I want to retrieve information about all available indices in my elasticsearch db. For that I send a request to "<elasticsearch_endpoint>/logs-cfsyslog-*/_search/?format=json".
The body of the request is irrelevant for this problem. I'm simple filtering for a specifiy value for one field. I would expect that the api returns all indices of the last 30 days. However, I only receive some of the available archives.

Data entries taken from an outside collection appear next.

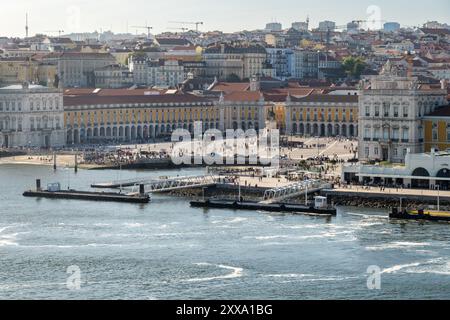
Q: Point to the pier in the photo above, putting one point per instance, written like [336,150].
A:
[294,190]
[54,192]
[162,185]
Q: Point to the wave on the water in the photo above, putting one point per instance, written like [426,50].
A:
[8,240]
[133,225]
[397,245]
[294,237]
[309,277]
[235,273]
[440,266]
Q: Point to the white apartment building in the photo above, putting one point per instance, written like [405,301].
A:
[391,111]
[76,69]
[161,73]
[31,116]
[113,77]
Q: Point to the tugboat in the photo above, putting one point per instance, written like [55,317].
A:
[427,215]
[320,208]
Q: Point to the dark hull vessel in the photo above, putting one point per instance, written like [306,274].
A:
[424,215]
[256,206]
[90,196]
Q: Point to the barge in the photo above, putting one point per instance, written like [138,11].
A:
[54,192]
[258,206]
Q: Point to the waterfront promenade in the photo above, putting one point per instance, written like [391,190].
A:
[395,192]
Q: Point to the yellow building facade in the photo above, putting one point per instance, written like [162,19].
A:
[322,115]
[90,119]
[437,131]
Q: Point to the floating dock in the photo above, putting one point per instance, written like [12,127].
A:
[426,215]
[86,195]
[258,206]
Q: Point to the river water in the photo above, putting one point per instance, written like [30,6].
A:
[167,250]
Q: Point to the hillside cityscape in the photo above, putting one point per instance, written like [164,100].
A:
[292,161]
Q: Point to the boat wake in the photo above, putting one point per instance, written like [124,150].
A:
[397,245]
[439,266]
[235,273]
[286,278]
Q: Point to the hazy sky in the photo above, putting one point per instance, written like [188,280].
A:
[226,15]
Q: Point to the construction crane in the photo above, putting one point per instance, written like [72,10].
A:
[192,23]
[360,22]
[56,31]
[144,27]
[182,29]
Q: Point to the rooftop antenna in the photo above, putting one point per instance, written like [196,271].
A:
[26,25]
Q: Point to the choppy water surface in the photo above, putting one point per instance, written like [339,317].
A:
[167,250]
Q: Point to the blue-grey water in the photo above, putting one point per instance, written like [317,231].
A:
[167,250]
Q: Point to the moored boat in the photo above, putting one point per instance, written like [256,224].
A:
[427,215]
[319,209]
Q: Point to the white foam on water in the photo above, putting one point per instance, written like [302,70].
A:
[289,275]
[398,245]
[9,239]
[235,273]
[5,228]
[309,277]
[323,235]
[101,225]
[237,220]
[133,225]
[436,265]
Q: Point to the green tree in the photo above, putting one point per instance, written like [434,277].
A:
[354,66]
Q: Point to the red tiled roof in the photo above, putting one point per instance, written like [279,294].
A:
[243,96]
[229,87]
[441,112]
[112,92]
[327,98]
[71,101]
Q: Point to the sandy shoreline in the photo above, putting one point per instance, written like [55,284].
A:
[61,160]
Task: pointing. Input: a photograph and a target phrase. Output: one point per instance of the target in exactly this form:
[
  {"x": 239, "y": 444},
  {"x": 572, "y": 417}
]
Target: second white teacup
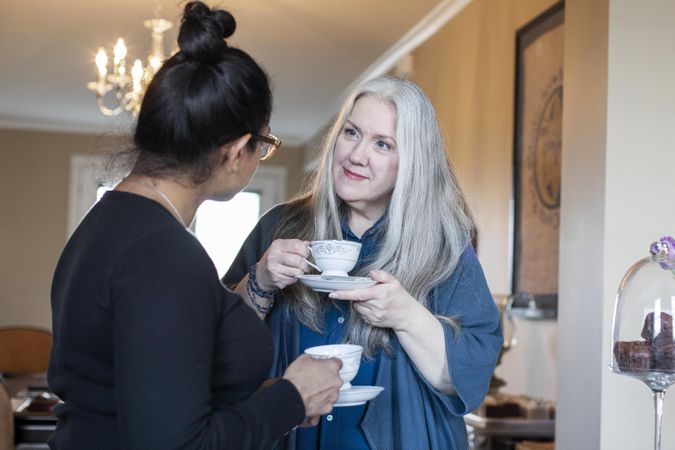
[
  {"x": 350, "y": 355},
  {"x": 335, "y": 258}
]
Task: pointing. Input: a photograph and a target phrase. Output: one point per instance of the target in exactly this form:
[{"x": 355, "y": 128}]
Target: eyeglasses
[{"x": 268, "y": 145}]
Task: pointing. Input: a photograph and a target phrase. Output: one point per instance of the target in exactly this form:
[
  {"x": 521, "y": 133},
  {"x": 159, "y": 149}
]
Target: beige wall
[
  {"x": 34, "y": 190},
  {"x": 468, "y": 70}
]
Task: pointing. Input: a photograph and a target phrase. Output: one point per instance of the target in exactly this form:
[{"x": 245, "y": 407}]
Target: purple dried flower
[{"x": 665, "y": 247}]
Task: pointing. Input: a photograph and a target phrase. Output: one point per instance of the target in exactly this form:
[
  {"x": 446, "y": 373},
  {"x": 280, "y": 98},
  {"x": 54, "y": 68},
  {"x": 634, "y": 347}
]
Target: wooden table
[
  {"x": 32, "y": 401},
  {"x": 502, "y": 433}
]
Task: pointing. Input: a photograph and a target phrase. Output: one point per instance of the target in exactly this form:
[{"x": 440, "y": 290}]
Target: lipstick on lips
[{"x": 353, "y": 176}]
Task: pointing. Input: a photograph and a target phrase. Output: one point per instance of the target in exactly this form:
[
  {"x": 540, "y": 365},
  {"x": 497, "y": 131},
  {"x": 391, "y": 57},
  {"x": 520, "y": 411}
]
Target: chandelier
[{"x": 120, "y": 90}]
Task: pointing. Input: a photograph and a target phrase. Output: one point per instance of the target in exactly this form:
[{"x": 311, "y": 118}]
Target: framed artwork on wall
[{"x": 536, "y": 164}]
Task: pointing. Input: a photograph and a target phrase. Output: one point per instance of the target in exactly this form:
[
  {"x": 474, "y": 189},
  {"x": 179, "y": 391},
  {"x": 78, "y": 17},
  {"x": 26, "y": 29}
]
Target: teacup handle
[{"x": 311, "y": 263}]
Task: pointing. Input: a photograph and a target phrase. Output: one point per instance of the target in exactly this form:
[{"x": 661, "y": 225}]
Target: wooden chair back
[{"x": 24, "y": 350}]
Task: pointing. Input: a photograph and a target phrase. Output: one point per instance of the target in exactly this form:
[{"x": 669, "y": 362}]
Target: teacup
[
  {"x": 349, "y": 354},
  {"x": 335, "y": 258}
]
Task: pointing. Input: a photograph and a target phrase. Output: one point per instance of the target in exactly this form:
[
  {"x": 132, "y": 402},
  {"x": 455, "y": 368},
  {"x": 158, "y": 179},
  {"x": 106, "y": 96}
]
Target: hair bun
[{"x": 203, "y": 32}]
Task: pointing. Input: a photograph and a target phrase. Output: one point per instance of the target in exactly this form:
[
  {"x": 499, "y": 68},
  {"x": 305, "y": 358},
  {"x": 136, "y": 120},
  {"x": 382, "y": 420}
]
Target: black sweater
[{"x": 150, "y": 351}]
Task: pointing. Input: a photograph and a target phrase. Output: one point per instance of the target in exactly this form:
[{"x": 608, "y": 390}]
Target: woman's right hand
[
  {"x": 282, "y": 264},
  {"x": 318, "y": 382}
]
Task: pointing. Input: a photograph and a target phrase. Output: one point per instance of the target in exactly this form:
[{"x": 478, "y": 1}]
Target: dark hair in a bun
[
  {"x": 205, "y": 96},
  {"x": 203, "y": 32}
]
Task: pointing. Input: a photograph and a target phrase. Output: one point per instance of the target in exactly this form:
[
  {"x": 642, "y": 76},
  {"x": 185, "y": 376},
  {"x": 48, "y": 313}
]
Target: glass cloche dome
[{"x": 642, "y": 331}]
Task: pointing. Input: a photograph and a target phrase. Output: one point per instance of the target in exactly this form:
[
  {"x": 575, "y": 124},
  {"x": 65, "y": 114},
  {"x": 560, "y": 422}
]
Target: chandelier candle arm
[{"x": 124, "y": 91}]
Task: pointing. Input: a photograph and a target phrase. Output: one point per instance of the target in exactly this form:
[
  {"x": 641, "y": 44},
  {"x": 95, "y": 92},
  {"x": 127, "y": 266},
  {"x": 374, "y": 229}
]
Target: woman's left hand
[{"x": 385, "y": 305}]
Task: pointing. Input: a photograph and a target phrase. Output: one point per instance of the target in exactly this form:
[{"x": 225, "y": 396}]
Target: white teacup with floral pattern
[
  {"x": 335, "y": 258},
  {"x": 350, "y": 355}
]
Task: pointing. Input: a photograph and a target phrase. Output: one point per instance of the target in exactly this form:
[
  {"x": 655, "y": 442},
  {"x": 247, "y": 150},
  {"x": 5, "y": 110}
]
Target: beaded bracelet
[{"x": 253, "y": 289}]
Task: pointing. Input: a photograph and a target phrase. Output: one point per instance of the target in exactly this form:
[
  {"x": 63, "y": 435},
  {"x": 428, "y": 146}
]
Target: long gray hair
[{"x": 427, "y": 224}]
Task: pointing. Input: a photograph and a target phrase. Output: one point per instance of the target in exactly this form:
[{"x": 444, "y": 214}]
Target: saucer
[
  {"x": 321, "y": 283},
  {"x": 357, "y": 395}
]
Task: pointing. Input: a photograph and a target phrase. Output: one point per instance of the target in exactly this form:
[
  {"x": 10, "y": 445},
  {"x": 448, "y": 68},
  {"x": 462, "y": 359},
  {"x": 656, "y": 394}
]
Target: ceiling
[{"x": 313, "y": 50}]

Some that are missing are: 3rd March, 11th-17th and 26th-27th February.
But when I retrieve all available indices with the "_CAT" API via
"<elasticsearch_endpoint>/_cat/indices/logs-cfsyslogs-*"
I can see ALL indices that I expect.
I can even specify the exact date that I'm looking for in the search API via:
"<elasticsearch_endpoint>/logs-cfsyslog-2022.03.03/_search/?format=json"
and the API will return the index that I specified.
So why or how does elasticsearch not return for example the index from 3rd March 2022 when I use the wildcard "*" in the search request?
it may be due to one of the below reson.
First, Default value of size is 10
Considering you are calling "<elasticsearch_endpoint>/logs-cfsyslog-*/_search/?format=json" this API and not passing size parameter so elastic search return max 10 documents in response. try below API and check how many result you are getting and from which index.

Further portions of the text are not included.